The performance of polymeric film-based sensors, separations, including extractions, depends on solute transport rates and selectivity. The membrane's chemical composition, its state (e.g, crystalline, glassy, rubbery), and its fractional free volume are all important in defining performance attributes. Other properties of films important in sensors are robustness in the environment, chemical inertness and biocompatibility, thermal stability, and optical transparency. With the long-term goal of selective transport/extraction based on molecular recognition, we have focused on fluorous media such as Teflon AF 2400. We present a novel approach to create nanocomposite Teflon AF 2400 films with the polymer in different states to facilitate permeation and fluorous selectivity in liquid phase transport. Films cast from stable suspensions of the fluorocarbon polymer Teflon AF 2400 (T(g) ∼ 240 °C), fluoroalkylsilane-modified solid, low polydispersity silica nanoparticles (FNPs: 116 nm diameter), and with or without a plasticizer (perfluorotripentylamine, FC-70) are macroscopically homogeneous. The nanocomposite films with glassy polymer absorb considerable solvent, CHCl(3), when in contact with solutions. Thus, the films are very permeable to solutes (toluene and octafluorotoluene) from CHCl(3) solution with poor selectivity for the fluorinated solute. Plasticized Teflon AF nanocomposite films show very low solvent sorption, improved fluorocarbon/hydrocarbon selectivity, and excellent transport rates. This is an unprecedented example demonstrating the effect of a plasticizer to create polymer nanocomposites with different chemical and barrier properties. The state of the polymer in the nanocomposites dictates chemical properties. The chemical properties dictate the transport behavior. In all cases, the films are dimensionally and thermally quite stable, making them ideal materials for applications in separations and sensors.
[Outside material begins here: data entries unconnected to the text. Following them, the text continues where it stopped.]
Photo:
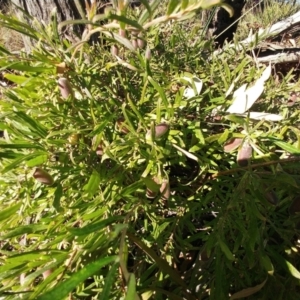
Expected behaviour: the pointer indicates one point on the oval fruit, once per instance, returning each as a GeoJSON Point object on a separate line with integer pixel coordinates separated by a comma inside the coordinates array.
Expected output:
{"type": "Point", "coordinates": [65, 87]}
{"type": "Point", "coordinates": [232, 144]}
{"type": "Point", "coordinates": [73, 139]}
{"type": "Point", "coordinates": [271, 197]}
{"type": "Point", "coordinates": [159, 131]}
{"type": "Point", "coordinates": [114, 50]}
{"type": "Point", "coordinates": [121, 127]}
{"type": "Point", "coordinates": [140, 41]}
{"type": "Point", "coordinates": [47, 273]}
{"type": "Point", "coordinates": [148, 53]}
{"type": "Point", "coordinates": [122, 33]}
{"type": "Point", "coordinates": [165, 190]}
{"type": "Point", "coordinates": [295, 206]}
{"type": "Point", "coordinates": [43, 176]}
{"type": "Point", "coordinates": [134, 43]}
{"type": "Point", "coordinates": [244, 154]}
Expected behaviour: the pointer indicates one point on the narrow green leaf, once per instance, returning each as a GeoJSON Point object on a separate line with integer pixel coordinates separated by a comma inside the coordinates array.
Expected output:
{"type": "Point", "coordinates": [249, 291]}
{"type": "Point", "coordinates": [93, 184]}
{"type": "Point", "coordinates": [8, 212]}
{"type": "Point", "coordinates": [57, 196]}
{"type": "Point", "coordinates": [147, 14]}
{"type": "Point", "coordinates": [226, 250]}
{"type": "Point", "coordinates": [160, 91]}
{"type": "Point", "coordinates": [61, 290]}
{"type": "Point", "coordinates": [24, 229]}
{"type": "Point", "coordinates": [131, 189]}
{"type": "Point", "coordinates": [33, 124]}
{"type": "Point", "coordinates": [126, 21]}
{"type": "Point", "coordinates": [186, 153]}
{"type": "Point", "coordinates": [124, 41]}
{"type": "Point", "coordinates": [184, 4]}
{"type": "Point", "coordinates": [173, 4]}
{"type": "Point", "coordinates": [91, 228]}
{"type": "Point", "coordinates": [109, 282]}
{"type": "Point", "coordinates": [294, 272]}
{"type": "Point", "coordinates": [19, 145]}
{"type": "Point", "coordinates": [19, 160]}
{"type": "Point", "coordinates": [266, 262]}
{"type": "Point", "coordinates": [164, 266]}
{"type": "Point", "coordinates": [39, 160]}
{"type": "Point", "coordinates": [18, 79]}
{"type": "Point", "coordinates": [285, 146]}
{"type": "Point", "coordinates": [131, 290]}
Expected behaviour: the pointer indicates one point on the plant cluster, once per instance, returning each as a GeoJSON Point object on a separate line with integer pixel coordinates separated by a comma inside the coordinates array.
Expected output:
{"type": "Point", "coordinates": [158, 170]}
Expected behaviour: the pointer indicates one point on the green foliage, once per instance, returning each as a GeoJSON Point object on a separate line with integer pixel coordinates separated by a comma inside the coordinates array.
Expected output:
{"type": "Point", "coordinates": [120, 210]}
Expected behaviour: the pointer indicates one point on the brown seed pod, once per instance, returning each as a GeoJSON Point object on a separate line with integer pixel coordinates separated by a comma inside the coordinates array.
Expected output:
{"type": "Point", "coordinates": [121, 127]}
{"type": "Point", "coordinates": [122, 33]}
{"type": "Point", "coordinates": [134, 43]}
{"type": "Point", "coordinates": [165, 190]}
{"type": "Point", "coordinates": [141, 41]}
{"type": "Point", "coordinates": [114, 50]}
{"type": "Point", "coordinates": [159, 130]}
{"type": "Point", "coordinates": [244, 154]}
{"type": "Point", "coordinates": [43, 176]}
{"type": "Point", "coordinates": [47, 273]}
{"type": "Point", "coordinates": [148, 54]}
{"type": "Point", "coordinates": [295, 206]}
{"type": "Point", "coordinates": [232, 144]}
{"type": "Point", "coordinates": [73, 139]}
{"type": "Point", "coordinates": [22, 278]}
{"type": "Point", "coordinates": [99, 150]}
{"type": "Point", "coordinates": [151, 193]}
{"type": "Point", "coordinates": [65, 87]}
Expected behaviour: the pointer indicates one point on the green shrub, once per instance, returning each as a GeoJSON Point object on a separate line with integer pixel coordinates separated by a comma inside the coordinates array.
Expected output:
{"type": "Point", "coordinates": [119, 176]}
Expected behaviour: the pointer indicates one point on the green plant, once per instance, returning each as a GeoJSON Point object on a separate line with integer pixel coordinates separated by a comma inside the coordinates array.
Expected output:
{"type": "Point", "coordinates": [101, 224]}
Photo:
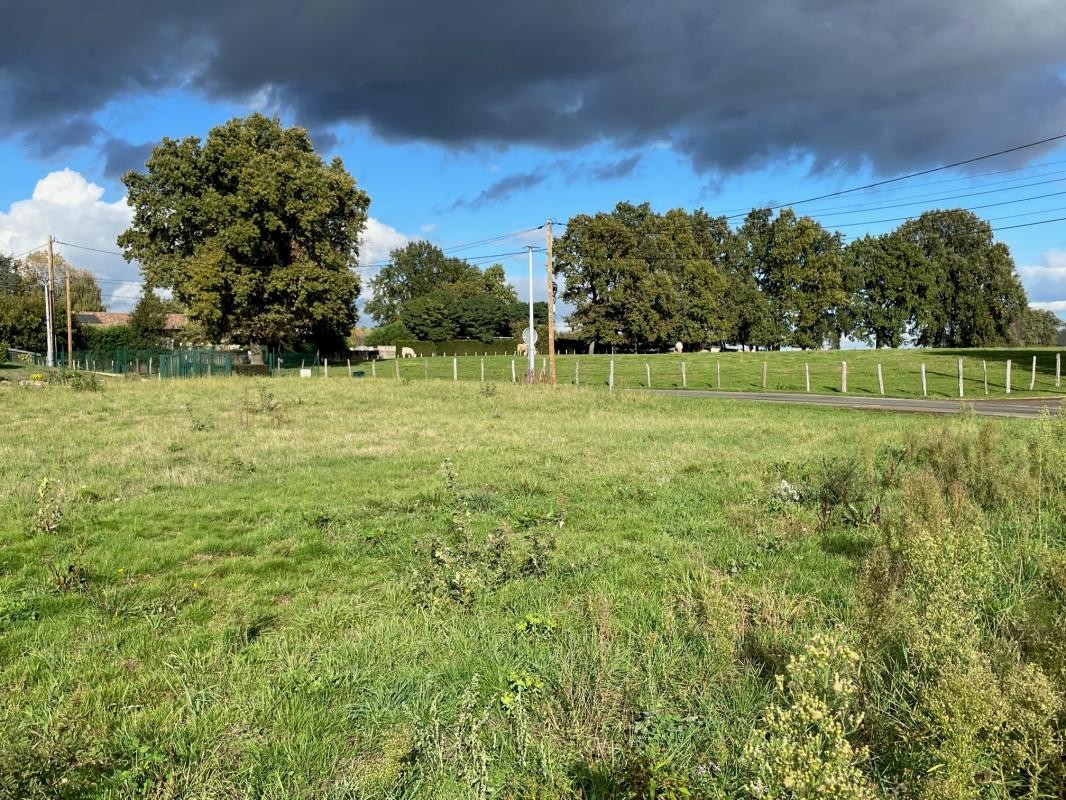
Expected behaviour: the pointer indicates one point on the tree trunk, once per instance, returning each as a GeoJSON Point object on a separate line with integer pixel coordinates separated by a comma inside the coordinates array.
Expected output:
{"type": "Point", "coordinates": [255, 353]}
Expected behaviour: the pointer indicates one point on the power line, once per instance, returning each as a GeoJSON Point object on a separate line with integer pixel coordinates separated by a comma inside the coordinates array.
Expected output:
{"type": "Point", "coordinates": [969, 208]}
{"type": "Point", "coordinates": [952, 165]}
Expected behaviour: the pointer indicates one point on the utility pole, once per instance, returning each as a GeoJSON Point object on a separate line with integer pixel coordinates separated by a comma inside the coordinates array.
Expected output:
{"type": "Point", "coordinates": [69, 321]}
{"type": "Point", "coordinates": [551, 304]}
{"type": "Point", "coordinates": [531, 357]}
{"type": "Point", "coordinates": [49, 310]}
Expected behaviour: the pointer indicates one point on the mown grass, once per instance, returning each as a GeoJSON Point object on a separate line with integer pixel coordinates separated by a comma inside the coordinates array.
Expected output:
{"type": "Point", "coordinates": [235, 601]}
{"type": "Point", "coordinates": [736, 371]}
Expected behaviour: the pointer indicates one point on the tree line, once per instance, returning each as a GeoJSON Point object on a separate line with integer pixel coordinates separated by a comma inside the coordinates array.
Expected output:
{"type": "Point", "coordinates": [640, 280]}
{"type": "Point", "coordinates": [257, 239]}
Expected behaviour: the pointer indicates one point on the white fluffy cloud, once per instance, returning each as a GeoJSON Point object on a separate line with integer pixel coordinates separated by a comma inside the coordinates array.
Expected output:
{"type": "Point", "coordinates": [378, 240]}
{"type": "Point", "coordinates": [1046, 283]}
{"type": "Point", "coordinates": [65, 205]}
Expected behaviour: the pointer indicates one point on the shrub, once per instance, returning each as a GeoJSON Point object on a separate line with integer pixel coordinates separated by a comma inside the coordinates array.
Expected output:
{"type": "Point", "coordinates": [955, 707]}
{"type": "Point", "coordinates": [804, 747]}
{"type": "Point", "coordinates": [50, 508]}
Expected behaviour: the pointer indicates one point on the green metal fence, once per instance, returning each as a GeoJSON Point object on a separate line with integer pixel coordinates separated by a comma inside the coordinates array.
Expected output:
{"type": "Point", "coordinates": [120, 362]}
{"type": "Point", "coordinates": [195, 364]}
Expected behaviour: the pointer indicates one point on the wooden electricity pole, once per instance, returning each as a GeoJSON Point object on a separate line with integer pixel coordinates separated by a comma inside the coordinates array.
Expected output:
{"type": "Point", "coordinates": [551, 304]}
{"type": "Point", "coordinates": [50, 305]}
{"type": "Point", "coordinates": [69, 321]}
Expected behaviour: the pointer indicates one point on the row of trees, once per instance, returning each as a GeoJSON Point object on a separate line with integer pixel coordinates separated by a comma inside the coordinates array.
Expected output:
{"type": "Point", "coordinates": [641, 280]}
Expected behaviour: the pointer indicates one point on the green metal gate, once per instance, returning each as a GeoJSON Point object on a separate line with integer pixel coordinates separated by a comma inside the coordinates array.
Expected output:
{"type": "Point", "coordinates": [195, 364]}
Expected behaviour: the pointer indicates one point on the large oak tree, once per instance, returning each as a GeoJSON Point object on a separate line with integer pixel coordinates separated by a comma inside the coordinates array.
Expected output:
{"type": "Point", "coordinates": [253, 232]}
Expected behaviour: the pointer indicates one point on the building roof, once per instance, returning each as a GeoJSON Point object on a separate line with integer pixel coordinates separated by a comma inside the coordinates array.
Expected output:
{"type": "Point", "coordinates": [107, 319]}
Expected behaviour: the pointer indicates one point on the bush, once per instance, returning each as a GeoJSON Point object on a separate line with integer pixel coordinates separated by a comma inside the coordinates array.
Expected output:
{"type": "Point", "coordinates": [955, 706]}
{"type": "Point", "coordinates": [804, 748]}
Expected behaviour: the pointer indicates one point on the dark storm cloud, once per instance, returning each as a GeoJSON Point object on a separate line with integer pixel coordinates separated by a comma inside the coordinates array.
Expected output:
{"type": "Point", "coordinates": [611, 171]}
{"type": "Point", "coordinates": [504, 188]}
{"type": "Point", "coordinates": [732, 84]}
{"type": "Point", "coordinates": [122, 156]}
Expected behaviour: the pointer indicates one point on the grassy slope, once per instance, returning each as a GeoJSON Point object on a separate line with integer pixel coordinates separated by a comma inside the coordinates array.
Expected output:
{"type": "Point", "coordinates": [785, 371]}
{"type": "Point", "coordinates": [248, 624]}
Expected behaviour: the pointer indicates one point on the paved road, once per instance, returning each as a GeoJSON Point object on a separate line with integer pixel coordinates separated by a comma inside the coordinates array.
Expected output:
{"type": "Point", "coordinates": [1029, 408]}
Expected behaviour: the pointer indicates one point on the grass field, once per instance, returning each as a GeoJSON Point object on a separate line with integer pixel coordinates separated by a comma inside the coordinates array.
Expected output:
{"type": "Point", "coordinates": [901, 370]}
{"type": "Point", "coordinates": [325, 589]}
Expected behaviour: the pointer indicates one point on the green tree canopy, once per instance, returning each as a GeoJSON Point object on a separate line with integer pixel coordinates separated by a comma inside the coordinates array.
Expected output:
{"type": "Point", "coordinates": [968, 293]}
{"type": "Point", "coordinates": [419, 269]}
{"type": "Point", "coordinates": [641, 280]}
{"type": "Point", "coordinates": [252, 230]}
{"type": "Point", "coordinates": [800, 268]}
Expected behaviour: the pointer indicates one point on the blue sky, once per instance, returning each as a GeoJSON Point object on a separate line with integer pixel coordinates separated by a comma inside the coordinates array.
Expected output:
{"type": "Point", "coordinates": [467, 134]}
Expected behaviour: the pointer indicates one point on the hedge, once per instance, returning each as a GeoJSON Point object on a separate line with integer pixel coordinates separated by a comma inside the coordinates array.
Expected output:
{"type": "Point", "coordinates": [475, 347]}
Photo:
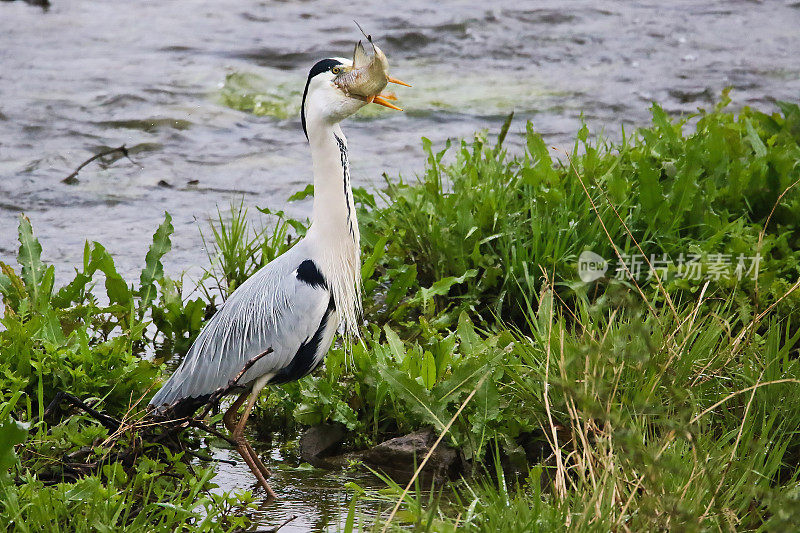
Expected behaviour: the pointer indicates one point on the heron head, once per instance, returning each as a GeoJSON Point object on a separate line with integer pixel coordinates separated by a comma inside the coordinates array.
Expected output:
{"type": "Point", "coordinates": [338, 87]}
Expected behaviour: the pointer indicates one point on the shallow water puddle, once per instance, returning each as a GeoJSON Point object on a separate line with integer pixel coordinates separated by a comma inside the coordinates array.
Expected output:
{"type": "Point", "coordinates": [318, 497]}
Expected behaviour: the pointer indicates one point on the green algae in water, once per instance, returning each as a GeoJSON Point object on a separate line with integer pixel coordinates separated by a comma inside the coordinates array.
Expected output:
{"type": "Point", "coordinates": [485, 93]}
{"type": "Point", "coordinates": [252, 93]}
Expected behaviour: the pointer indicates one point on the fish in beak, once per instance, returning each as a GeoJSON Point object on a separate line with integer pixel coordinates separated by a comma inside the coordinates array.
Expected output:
{"type": "Point", "coordinates": [368, 76]}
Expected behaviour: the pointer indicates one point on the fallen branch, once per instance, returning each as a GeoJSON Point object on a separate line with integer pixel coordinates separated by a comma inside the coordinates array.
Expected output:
{"type": "Point", "coordinates": [218, 394]}
{"type": "Point", "coordinates": [72, 178]}
{"type": "Point", "coordinates": [273, 529]}
{"type": "Point", "coordinates": [109, 422]}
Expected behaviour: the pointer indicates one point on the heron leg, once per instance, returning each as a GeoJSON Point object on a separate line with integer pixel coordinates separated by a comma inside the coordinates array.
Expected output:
{"type": "Point", "coordinates": [237, 434]}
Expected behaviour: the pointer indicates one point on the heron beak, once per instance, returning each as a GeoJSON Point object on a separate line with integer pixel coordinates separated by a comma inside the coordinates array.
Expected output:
{"type": "Point", "coordinates": [380, 99]}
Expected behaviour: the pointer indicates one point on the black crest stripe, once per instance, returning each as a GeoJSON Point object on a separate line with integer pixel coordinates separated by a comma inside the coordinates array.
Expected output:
{"type": "Point", "coordinates": [320, 67]}
{"type": "Point", "coordinates": [346, 181]}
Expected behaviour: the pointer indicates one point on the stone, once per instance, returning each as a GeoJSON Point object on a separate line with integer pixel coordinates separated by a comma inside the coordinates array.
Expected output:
{"type": "Point", "coordinates": [404, 454]}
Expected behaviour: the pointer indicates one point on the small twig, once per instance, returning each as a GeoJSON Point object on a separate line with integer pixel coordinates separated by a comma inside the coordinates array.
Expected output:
{"type": "Point", "coordinates": [208, 458]}
{"type": "Point", "coordinates": [274, 529]}
{"type": "Point", "coordinates": [121, 149]}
Iontophoresis from a micropipet into a porous medium depends on the ζ-potential of the medium.

Iontophoresis uses electricity to deliver solutes into living tissue. Often, iontophoretic ejections from micropipets into brain tissue are confined to millisecond pulses for highly localized delivery, but longer pulses are common. As hippocampal tissue has a ζ-potential of approximately -22 mV, we hypothesized that, in the presence of the electric field resulting from the iontophoretic current, electroosmotic flow in the tissue would carry solutes considerably farther than diffusion alone. A steady state solution to this mass transport problem predicts a spherically symmetrical solute concentration profile with the characteristic distance of the profile depending on the ζ-potential of the medium, the current density at the tip, the tip size, and the solute electrophoretic mobility and diffusion coefficient. Of course, the ζ-potential of the tissue is defined by immobilized components of the extracellular matrix as well as cell-surface functional groups. As such, it cannot be changed at will. Therefore, the effect of the ζ-potential of the porous medium on ejections is examined using poly(acrylamide-co-acrylic acid) hydrogels with various magnitudes of ζ-potential, including that similar to hippocampal brain tissue. We demonstrated that nearly neutral fluorescent dextran (3 and 70 kD) solute penetration distance in the hydrogels and OHSCs depends on the magnitude of the applied current, solute properties, and, in the case of the hydrogels, the ζ-potential of the matrix. Steady state solute ejection profiles in gels and cultures of hippocampus can be predicted semiquantitatively.